The leucine-rich repeat domain of human peroxidasin 1 promotes binding to laminin in basement membranes

Human peroxidasin 1 (PXDN) is a homotrimeric multidomain heme peroxidase and essential for tissue development and architecture. It has a biosynthetic function and catalyses the hypobromous acid-mediated formation of specific covalent sulfilimine (SN) bonds, which cross-link type IV collagen chains in basement membranes.

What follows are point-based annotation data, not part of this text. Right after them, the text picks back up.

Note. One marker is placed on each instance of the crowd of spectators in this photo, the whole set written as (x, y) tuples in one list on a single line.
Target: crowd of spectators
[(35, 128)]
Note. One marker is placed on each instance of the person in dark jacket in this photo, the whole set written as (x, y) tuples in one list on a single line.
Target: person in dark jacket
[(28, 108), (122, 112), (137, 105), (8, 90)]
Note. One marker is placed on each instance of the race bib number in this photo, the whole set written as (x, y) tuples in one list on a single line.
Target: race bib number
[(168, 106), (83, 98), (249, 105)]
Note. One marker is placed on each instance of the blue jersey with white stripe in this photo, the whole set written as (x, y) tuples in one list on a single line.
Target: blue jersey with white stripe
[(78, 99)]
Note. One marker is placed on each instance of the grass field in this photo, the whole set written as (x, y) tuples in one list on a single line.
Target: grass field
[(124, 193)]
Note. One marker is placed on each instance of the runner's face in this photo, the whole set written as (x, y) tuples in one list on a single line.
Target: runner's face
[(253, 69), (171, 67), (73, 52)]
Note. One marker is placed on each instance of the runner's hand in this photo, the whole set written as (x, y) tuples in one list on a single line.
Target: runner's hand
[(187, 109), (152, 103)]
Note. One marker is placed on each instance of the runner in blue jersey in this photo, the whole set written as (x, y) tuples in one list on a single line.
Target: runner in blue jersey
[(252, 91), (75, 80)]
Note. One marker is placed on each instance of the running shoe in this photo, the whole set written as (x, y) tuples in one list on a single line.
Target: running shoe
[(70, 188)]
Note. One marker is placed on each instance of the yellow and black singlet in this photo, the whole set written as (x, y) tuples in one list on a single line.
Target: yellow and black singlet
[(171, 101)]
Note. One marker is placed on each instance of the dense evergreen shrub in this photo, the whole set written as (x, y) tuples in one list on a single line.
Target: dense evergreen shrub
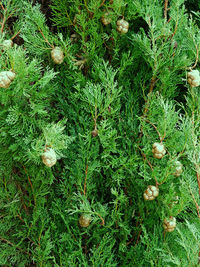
[(76, 134)]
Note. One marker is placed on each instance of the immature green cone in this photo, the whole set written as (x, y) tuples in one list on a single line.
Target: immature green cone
[(6, 77), (85, 220), (122, 26), (106, 19), (57, 55), (169, 224), (151, 192), (158, 150), (49, 157)]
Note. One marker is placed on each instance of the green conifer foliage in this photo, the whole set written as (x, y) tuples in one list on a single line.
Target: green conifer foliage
[(99, 149)]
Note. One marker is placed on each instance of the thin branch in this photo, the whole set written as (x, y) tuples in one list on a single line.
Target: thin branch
[(30, 184), (46, 39), (10, 243), (161, 138), (196, 204)]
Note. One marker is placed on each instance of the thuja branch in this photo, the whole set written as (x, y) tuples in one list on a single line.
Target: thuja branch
[(46, 39), (84, 192), (160, 137), (30, 184), (196, 204), (10, 243)]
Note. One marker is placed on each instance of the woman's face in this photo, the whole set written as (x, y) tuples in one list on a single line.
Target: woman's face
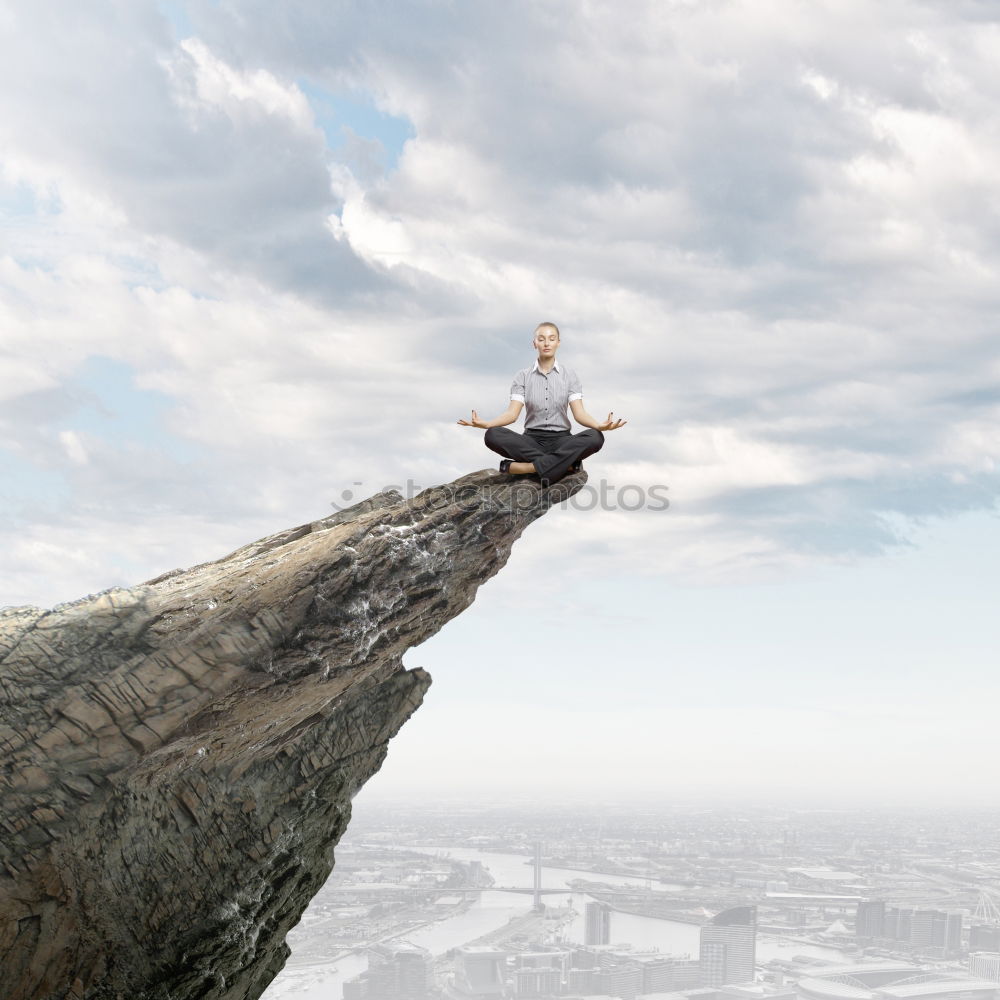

Currently, it is unknown whether and which domain(s) [i.e. leucine-rich repeat domain (LRR), immunoglobulin domains, peroxidase domain, von Willebrand factor type C domain] of PXDN interact with the polymeric networks of the extracellular matrix (ECM), and how these interactions integrate and regulate the enzyme's cross-linking activity, without imparting oxidative damage to the ECM. In this study, we probed the interactions of four PXDN constructs with different domain compositions with components of a basement membrane extract by immunoprecipitation. Strong binding of the LRR-containing construct was detected with the major ECM protein laminin. Analysis of these interactions by surface plasmon resonance spectroscopy revealed similar kinetics and affinities of binding of the LRR-containing construct to human and murine laminin-111, with calculated dissociation constants of 1.0 and 1.5 μM, respectively. The findings are discussed with respect to the recently published in-solution structures of the PXDN constructs and the proposed biological role of this peroxidase.